Bristol is finally about to get a rapid transit network – sort of

Bristol. Image: Getty.

Say the words ‘Metro’ and ‘Bus’ to any Bristolian and your best-case scenario is that they’ll breathe a heavy sigh.

The first route on the long-awaited Bus Rapid Transit (BRT) system is due to launch on 29 May. But the project has become so unpopular that Tim Bowles, the mayor of the West of England, has commented only half-jokingly that he prefers not to be referred to as a “Metro Mayor”, lest constituents associate him with the project.

MetroBus began life in 2006 as a low-cost mass transit solution: a poor man’s tram which would serve the booming Bristol population and loosen the chokehold the car has on the road network frequently cited as one of the most congested in the UK.

Bus Rapid Transit is, basically, a sexed-up bus. By running largely independently of the normal road network via segregated bus lanes and purpose-built guideways, it offers better speed and reliability. Heres’ the concept being demonstrated in Cambridge:

A video of the Cambridge Guded Busway.

The MetroBus scheme was a milestone, as Bristol has never in modern history had planned integrated mass public transport. Other city regions like Manchester may have trams to complement their bus and rail services. But Greater Bristol has remained stubbornly suburban in its thinking, limited by a lack of political will from central government and cowed by pressure from voters who commute by car – even though it’s quicker to cycle than drive in Bristol at rush hour.

MetroBus was an acknowledgement that the city can’t solve congestion by just building more roads.
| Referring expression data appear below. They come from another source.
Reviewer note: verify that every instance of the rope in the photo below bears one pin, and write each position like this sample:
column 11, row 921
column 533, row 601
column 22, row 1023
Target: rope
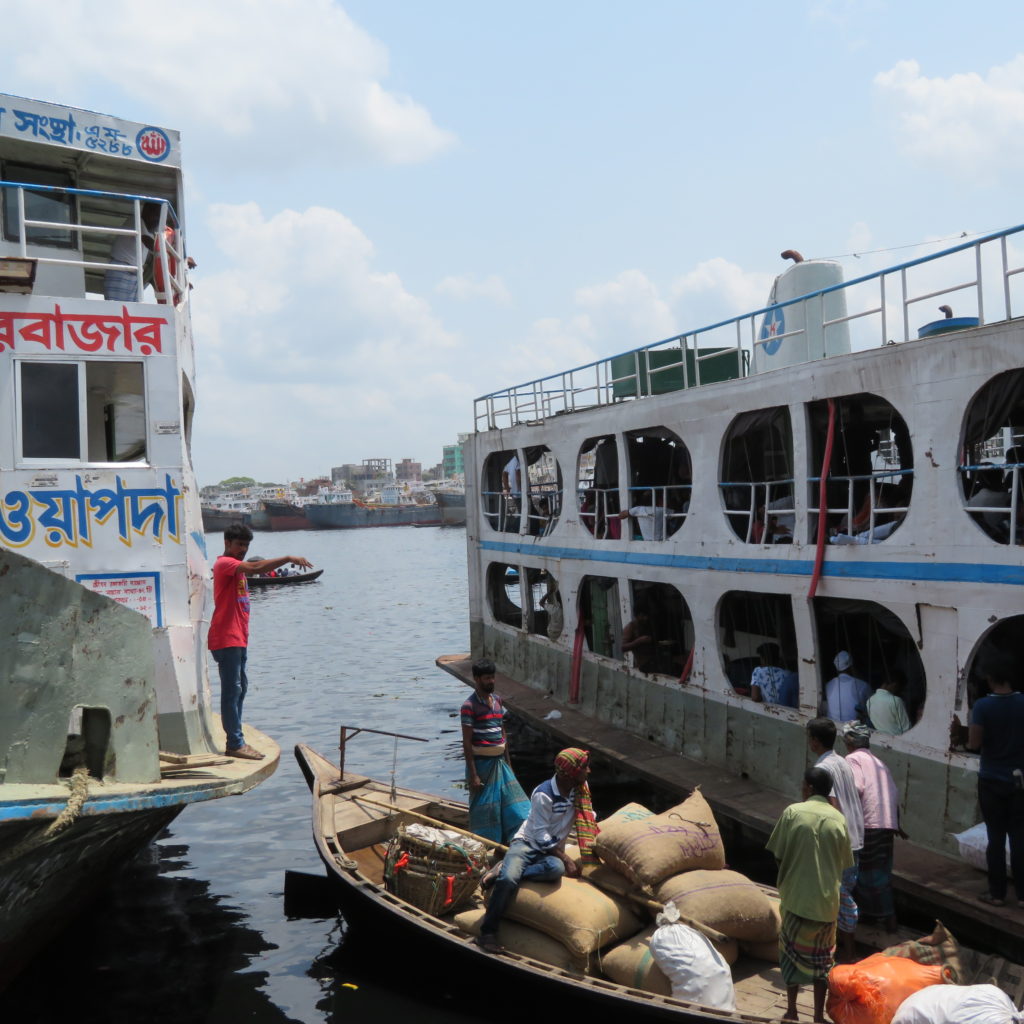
column 79, row 785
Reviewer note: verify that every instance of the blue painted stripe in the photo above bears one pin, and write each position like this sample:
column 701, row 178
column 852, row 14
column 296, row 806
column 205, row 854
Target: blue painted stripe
column 914, row 571
column 13, row 810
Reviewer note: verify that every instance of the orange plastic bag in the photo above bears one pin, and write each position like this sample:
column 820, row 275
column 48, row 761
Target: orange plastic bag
column 869, row 992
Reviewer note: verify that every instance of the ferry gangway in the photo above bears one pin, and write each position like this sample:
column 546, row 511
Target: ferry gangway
column 632, row 375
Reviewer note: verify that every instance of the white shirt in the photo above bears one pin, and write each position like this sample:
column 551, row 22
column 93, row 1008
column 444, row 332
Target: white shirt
column 844, row 694
column 845, row 792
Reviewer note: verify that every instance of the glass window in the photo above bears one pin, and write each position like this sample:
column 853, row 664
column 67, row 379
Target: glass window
column 57, row 208
column 108, row 426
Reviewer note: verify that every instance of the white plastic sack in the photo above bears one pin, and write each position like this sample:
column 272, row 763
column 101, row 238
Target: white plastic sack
column 691, row 964
column 957, row 1005
column 973, row 843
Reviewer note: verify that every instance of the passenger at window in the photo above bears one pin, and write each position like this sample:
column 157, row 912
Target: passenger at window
column 638, row 637
column 886, row 708
column 991, row 493
column 846, row 695
column 771, row 683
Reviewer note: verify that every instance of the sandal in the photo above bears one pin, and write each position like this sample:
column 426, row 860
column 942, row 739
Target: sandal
column 247, row 753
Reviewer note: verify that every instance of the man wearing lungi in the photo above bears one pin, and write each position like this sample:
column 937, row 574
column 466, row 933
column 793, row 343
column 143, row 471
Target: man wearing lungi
column 497, row 803
column 811, row 845
column 880, row 802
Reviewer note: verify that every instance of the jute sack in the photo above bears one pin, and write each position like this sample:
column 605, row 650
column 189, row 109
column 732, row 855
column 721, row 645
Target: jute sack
column 524, row 941
column 632, row 963
column 579, row 914
column 726, row 901
column 651, row 849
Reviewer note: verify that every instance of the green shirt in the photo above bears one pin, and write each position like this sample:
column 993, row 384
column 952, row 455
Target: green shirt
column 812, row 847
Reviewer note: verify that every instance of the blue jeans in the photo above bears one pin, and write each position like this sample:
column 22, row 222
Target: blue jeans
column 521, row 863
column 233, row 683
column 1003, row 810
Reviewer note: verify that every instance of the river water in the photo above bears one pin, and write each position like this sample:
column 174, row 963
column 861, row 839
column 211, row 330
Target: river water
column 197, row 930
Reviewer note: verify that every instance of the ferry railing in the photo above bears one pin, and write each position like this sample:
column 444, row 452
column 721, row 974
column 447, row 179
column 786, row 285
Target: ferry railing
column 761, row 512
column 999, row 517
column 686, row 360
column 167, row 254
column 856, row 516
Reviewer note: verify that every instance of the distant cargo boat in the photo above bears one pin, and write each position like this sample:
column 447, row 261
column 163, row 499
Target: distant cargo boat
column 356, row 515
column 453, row 507
column 286, row 515
column 107, row 730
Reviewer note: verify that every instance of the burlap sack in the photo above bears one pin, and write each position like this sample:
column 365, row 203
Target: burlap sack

While it may sound counterintuitive that giving up space to bus lanes will help ease congestion, it works: any measure which improves the speed and reliability of buses means people are able to switch from their cars to public transport. This phenomenon is known as ‘modal shift’, and it removes those vehicles from the traffic traffic, easing space on the road network for people who need to drive – disabled people, traders, delivery vans, carers.

Bristol houses just under half a million people, but over 835,000 people are employed in the Bristol Travel to Work Area (Somerset, Bath, Wiltshire, Gloucestershire and further afield). All three local authorities which share a border with the city are commuter hubs, with a sprinkling of fast growing satellite towns as a result of house price inflation in the inner city. The region is served by a lacklustre and overcrowded local rail system – though this is set to change with the onset of the MetroWest rail expansion project – and only three park and rides.

The region. Image: West of England LEP.

Bristol’s bus network is patchy and journey times are unreliable, a direct result of the deregulation under the Transport Act 1985 (thanks, Thatcher). It’s hard for a city to plan its transport network strategically, when commercial bus operators can chop and change their routes at will.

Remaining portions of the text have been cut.